Le rapport a identifié - vous avez eu raison de le souligner, Madame la présidente de la sous-commission - un défaut de traçabilité dans le domaine du renseignement. Nous votons dimanche sur une nouvelle loi sur le renseignement; c'est un élément essentiel, et la police doit s'améliorer dans ce domaine. La capacité de faire arriver la bonne information au bon moment au bon endroit, plusieurs d'entre vous l'ont dit, c'est aujourd'hui ce qui doit nous permettre de relever les défis nouveaux, des formes de criminalité, d'agressions, de violence particulièrement sournoises. Cela me permet de vous dire, à l'instar de quelques députés - malheureusement pas tous, et c'est dommage - que la véritable cible que nous devons poursuivre, ce n'est pas la police mise en accusation, ou, que sais-je, peut-être les commerçants qui ne se seraient pas suffisamment prémunis.

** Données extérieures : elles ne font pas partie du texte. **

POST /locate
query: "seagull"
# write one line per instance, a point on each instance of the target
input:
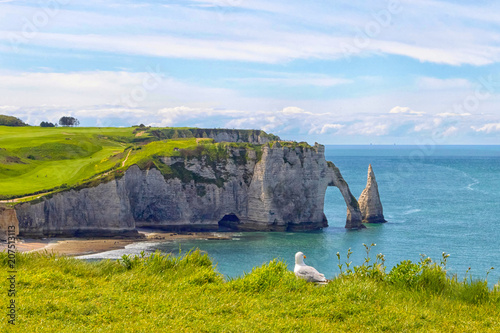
(305, 272)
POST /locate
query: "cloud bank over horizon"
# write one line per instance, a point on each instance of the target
(346, 72)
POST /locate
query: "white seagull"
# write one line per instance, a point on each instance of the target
(305, 272)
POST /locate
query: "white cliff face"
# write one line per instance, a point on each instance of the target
(369, 201)
(9, 225)
(283, 189)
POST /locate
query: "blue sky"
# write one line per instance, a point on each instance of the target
(336, 72)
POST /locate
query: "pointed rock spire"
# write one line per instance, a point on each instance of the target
(369, 201)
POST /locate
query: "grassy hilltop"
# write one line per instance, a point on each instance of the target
(41, 160)
(164, 293)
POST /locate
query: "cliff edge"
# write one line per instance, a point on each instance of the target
(278, 186)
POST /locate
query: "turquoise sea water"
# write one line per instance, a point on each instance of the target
(436, 199)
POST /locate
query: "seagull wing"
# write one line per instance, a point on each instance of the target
(310, 274)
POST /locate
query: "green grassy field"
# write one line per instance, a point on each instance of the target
(163, 293)
(35, 160)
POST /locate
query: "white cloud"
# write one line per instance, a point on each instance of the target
(295, 80)
(488, 128)
(286, 30)
(328, 128)
(452, 114)
(440, 84)
(405, 110)
(450, 131)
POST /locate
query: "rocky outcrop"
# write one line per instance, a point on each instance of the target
(103, 210)
(273, 189)
(9, 225)
(369, 201)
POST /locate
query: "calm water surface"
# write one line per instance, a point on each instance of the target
(441, 199)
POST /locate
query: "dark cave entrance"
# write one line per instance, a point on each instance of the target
(229, 222)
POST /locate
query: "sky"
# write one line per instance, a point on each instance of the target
(334, 72)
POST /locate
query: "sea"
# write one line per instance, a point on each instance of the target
(436, 199)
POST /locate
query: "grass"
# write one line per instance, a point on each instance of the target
(168, 293)
(36, 159)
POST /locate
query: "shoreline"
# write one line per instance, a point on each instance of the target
(74, 246)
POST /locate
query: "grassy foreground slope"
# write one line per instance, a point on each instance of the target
(36, 160)
(162, 293)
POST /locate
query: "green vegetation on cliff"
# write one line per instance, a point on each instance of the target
(163, 293)
(11, 121)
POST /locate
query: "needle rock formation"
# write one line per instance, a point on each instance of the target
(369, 201)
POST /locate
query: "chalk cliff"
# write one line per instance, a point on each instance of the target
(8, 222)
(276, 188)
(369, 201)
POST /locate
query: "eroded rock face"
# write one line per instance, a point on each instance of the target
(369, 201)
(98, 211)
(283, 189)
(9, 225)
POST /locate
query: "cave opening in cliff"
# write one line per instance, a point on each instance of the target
(229, 222)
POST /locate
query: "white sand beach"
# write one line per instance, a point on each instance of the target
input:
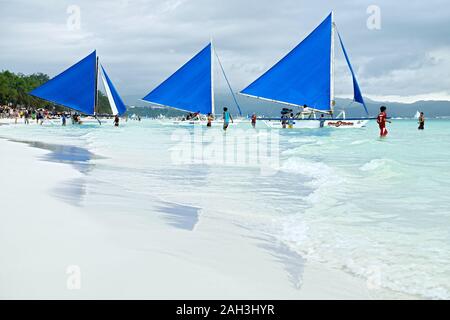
(130, 254)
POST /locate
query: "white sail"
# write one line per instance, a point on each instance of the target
(112, 103)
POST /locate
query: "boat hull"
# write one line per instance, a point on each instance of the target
(315, 124)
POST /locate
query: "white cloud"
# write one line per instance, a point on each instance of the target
(141, 42)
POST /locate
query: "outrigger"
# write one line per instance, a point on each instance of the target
(77, 89)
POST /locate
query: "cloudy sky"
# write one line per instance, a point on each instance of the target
(141, 42)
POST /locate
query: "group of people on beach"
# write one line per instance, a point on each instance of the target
(287, 117)
(28, 114)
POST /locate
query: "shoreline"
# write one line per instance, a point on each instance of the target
(167, 262)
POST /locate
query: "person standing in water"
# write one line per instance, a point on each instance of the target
(210, 118)
(291, 121)
(322, 121)
(421, 121)
(381, 120)
(226, 118)
(254, 120)
(26, 115)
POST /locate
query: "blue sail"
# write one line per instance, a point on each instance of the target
(303, 76)
(74, 88)
(189, 88)
(357, 96)
(117, 105)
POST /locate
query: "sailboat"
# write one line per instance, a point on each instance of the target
(76, 88)
(191, 89)
(303, 81)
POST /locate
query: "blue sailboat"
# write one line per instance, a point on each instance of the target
(77, 88)
(304, 78)
(191, 87)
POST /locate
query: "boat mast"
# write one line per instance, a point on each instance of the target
(212, 79)
(332, 98)
(96, 87)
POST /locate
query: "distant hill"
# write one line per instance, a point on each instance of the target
(260, 107)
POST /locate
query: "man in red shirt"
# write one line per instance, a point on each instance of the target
(381, 120)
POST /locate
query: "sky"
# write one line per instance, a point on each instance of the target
(400, 50)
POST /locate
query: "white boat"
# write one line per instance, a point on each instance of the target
(304, 79)
(76, 88)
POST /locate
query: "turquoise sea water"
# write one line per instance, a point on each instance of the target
(376, 208)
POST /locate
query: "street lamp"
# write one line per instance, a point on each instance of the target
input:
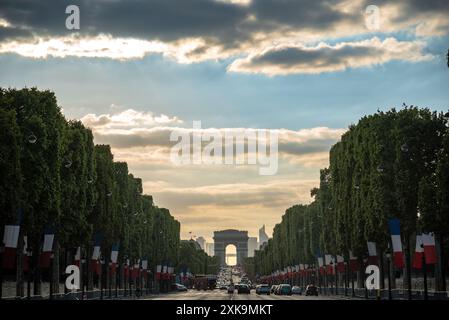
(388, 256)
(424, 270)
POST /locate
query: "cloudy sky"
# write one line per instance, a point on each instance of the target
(136, 70)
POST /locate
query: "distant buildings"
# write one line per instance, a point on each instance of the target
(252, 246)
(202, 242)
(210, 249)
(253, 243)
(263, 238)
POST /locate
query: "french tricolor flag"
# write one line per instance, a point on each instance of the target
(372, 252)
(429, 248)
(114, 256)
(158, 271)
(78, 256)
(10, 239)
(47, 249)
(95, 265)
(353, 262)
(329, 261)
(395, 231)
(340, 264)
(419, 252)
(26, 253)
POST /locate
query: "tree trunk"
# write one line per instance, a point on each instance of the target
(55, 268)
(19, 269)
(440, 279)
(37, 269)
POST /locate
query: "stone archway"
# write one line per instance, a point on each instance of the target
(225, 237)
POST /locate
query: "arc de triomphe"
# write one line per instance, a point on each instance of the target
(225, 237)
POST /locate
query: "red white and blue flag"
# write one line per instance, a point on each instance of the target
(158, 271)
(429, 248)
(47, 249)
(353, 262)
(10, 239)
(372, 252)
(329, 262)
(78, 256)
(114, 257)
(340, 264)
(95, 265)
(419, 252)
(395, 231)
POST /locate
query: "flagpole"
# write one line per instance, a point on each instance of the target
(388, 255)
(424, 269)
(2, 249)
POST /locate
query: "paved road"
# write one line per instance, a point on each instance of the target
(223, 295)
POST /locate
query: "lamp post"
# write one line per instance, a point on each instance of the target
(30, 273)
(424, 270)
(388, 256)
(100, 278)
(2, 249)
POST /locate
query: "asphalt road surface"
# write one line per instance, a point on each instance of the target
(223, 295)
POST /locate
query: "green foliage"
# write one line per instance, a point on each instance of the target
(391, 164)
(52, 170)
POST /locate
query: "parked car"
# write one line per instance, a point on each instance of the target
(263, 289)
(243, 288)
(296, 290)
(179, 287)
(311, 290)
(284, 290)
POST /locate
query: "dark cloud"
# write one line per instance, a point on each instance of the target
(326, 58)
(9, 33)
(303, 56)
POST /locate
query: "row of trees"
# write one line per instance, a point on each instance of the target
(391, 164)
(195, 260)
(53, 176)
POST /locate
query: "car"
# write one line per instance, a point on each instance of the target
(296, 290)
(311, 290)
(243, 288)
(284, 290)
(263, 289)
(179, 287)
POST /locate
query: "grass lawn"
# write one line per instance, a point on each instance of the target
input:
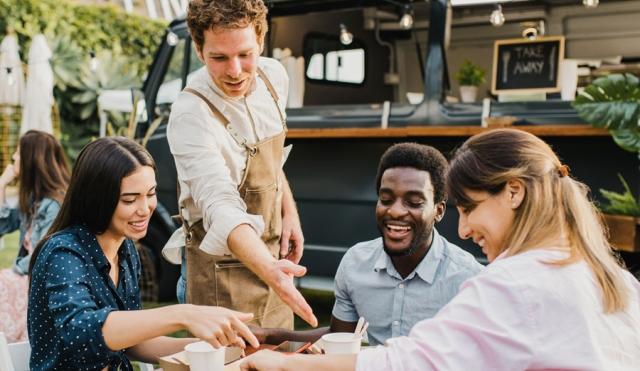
(10, 250)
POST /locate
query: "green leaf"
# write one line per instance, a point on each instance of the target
(621, 203)
(627, 139)
(611, 102)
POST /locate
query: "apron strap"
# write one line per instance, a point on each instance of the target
(242, 141)
(225, 121)
(274, 95)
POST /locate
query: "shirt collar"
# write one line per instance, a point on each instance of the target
(426, 269)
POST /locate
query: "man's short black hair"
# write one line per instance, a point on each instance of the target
(420, 157)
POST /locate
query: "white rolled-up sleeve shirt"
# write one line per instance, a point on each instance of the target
(210, 163)
(521, 314)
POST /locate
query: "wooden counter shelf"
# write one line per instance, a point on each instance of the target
(442, 131)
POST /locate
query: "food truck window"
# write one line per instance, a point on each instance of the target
(328, 61)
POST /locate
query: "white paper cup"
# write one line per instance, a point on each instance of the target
(341, 343)
(204, 357)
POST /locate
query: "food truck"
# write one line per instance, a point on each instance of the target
(368, 74)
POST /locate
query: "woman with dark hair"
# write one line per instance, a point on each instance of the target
(553, 296)
(41, 169)
(84, 299)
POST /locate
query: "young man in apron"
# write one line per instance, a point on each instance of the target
(226, 132)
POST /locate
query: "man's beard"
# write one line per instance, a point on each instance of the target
(417, 241)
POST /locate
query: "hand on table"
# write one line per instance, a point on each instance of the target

Ce sont les casseurs qu'il faut cibler, c'est eux vers qui véritablement il faut diriger nos intentions d'éviter qu'ils ne nuisent de nouveau. C'est là-dessus, Mesdames et Messieurs, que j'ai pris un engagement devant la commission de contrôle de gestion, parce que, Monsieur Leyvraz, oui, je m'intéresse dans le détail à ce qui se dit, et non, vous ne pouvez pas d'un côté me faire le reproche de ne pas être au courant, de ne pas m'être renseigné suffisamment, et de l'autre dire que je m'immisce par trop dans l'opérationnel; oui, Monsieur le député, je vais continuer de m'en mêler, et de près, parce que c'est ce que vous me demandez, parce que c'est ce qui nous permet d'avoir aujourd'hui des résultats en amélioration du côté de la police. Ne nous trompons donc pas de cible: les cibles, ici, ce sont les casseurs; ceux-là, ils seront au rendez-vous d'ici quelques semaines sous l'angle de la justice pénale.
L'autre objectif - le rapport nous y conduit - est d'améliorer le fonctionnement de la police. Le Conseil d'Etat, par ma bouche, prend avec humilité les remarques que vous faites. Il répondra aux recommandations. J'ai déjà eu l'occasion d'en relever certaines, certaines sont sans doute plus intéressantes que d'autres, mais nous répondrons à l'ensemble des recommandations; et nous veillerons surtout - parce que c'est ce que la population veut entendre - à éviter que ces situations ne se reproduisent. Mais pour ça, Mesdames et Messieurs, il faudra de la confiance, à tous points de vue, et je finirai à ce propos sur un élément de forme qui m'a fortement déplu dans cette affaire. D'aucuns se sont amusés à user de la métaphore électrique; pour ma part, je retiendrai une métaphore relative à la plomberie: ce sont davantage les fuites que les fusibles, Monsieur le député, qui ont émaillé cette affaire. C'est regrettable, parce que si l'on veut pouvoir avancer ensemble dans l'intérêt de la population, il faut pouvoir le faire dans un rapport de confiance. Malheureusement, il n'était pas toujours au rendez-vous dans ce dossier. (Applaudissements.)
Le président. Merci, Monsieur le conseiller d'Etat. Mesdames et Messieurs les députés, je soumets à votre approbation les recommandations de ce rapport.
Mis aux voix, le rapport divers 1158 est approuvé et ses recommandations sont renvoyées au Conseil d'Etat par 56 oui et 25 abstentions.